Since production began, the Bossier Formation has already produced 3.8 trillion cubic feet of gas—nearly six weeks of U.S. consumption at the record 2025 level. The formation is tapped from depths up to 18,000 feet, making it one of the deepest active production plays on the Gulf Coast.
What It Means for the Pensacola Area
The conventional zone covering Northwest Florida offshore waters is geologically distinct from the massive onshore shale plays. Here, the resource model involves gas and oil from Jurassic source rocks migrating upward into sandstone and carbonate reservoirs, trapped by faults, salt tectonics, and stratigraphic changes. It is a smaller but separately confirmed play.
- USGS notes the conventional zone faces a key limiting factor: the general lack of sealing lithologies—the rock layers that hold hydrocarbons in place—may constrain total recoverable volumes. Still, the agency assessed a probability of 1.0 for the AU, meaning geologists consider it a certainty that resources exist; the question is scale and whether industry pursues development.
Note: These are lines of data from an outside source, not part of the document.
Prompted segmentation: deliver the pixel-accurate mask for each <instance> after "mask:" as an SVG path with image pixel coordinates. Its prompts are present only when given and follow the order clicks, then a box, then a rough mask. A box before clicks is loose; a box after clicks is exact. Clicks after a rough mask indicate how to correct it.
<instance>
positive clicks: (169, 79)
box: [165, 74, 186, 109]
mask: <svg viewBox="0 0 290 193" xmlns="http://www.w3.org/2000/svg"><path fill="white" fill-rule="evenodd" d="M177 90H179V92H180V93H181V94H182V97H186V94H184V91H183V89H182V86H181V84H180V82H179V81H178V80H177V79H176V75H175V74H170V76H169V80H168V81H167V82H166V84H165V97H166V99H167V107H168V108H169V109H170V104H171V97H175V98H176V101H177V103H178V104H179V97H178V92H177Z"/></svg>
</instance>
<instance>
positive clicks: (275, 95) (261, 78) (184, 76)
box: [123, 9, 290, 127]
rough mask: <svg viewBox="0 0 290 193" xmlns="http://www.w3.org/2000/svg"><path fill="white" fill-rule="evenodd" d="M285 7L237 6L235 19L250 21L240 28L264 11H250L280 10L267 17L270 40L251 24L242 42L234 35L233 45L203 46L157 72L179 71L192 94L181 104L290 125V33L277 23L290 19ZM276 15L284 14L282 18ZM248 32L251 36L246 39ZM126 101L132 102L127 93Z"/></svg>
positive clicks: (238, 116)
• Mean estimated gas: 648 billion cubic feet (F95–F5 range: 244–1,284 BCF)
• Mean estimated oil: 3 million barrels (F95–F5 range: 1–8 MMBO)
• AU probability: 1.0 (resources confirmed to exist)
• Geographic scope: Offshore Gulf waters, Mississippi through Escambia, Santa Rosa, and Okaloosa counties, Florida
Whether offshore development materializes depends on federal permitting, energy prices, and industry investment decisions. But the USGS assessment puts the Panhandle coast formally on the map as an undiscovered resource province—a designation that carries weight with exploration planners and federal land managers alike.
The full fact sheet on the Bossier Formation assessment is available at the USGS Energy Resources Program website.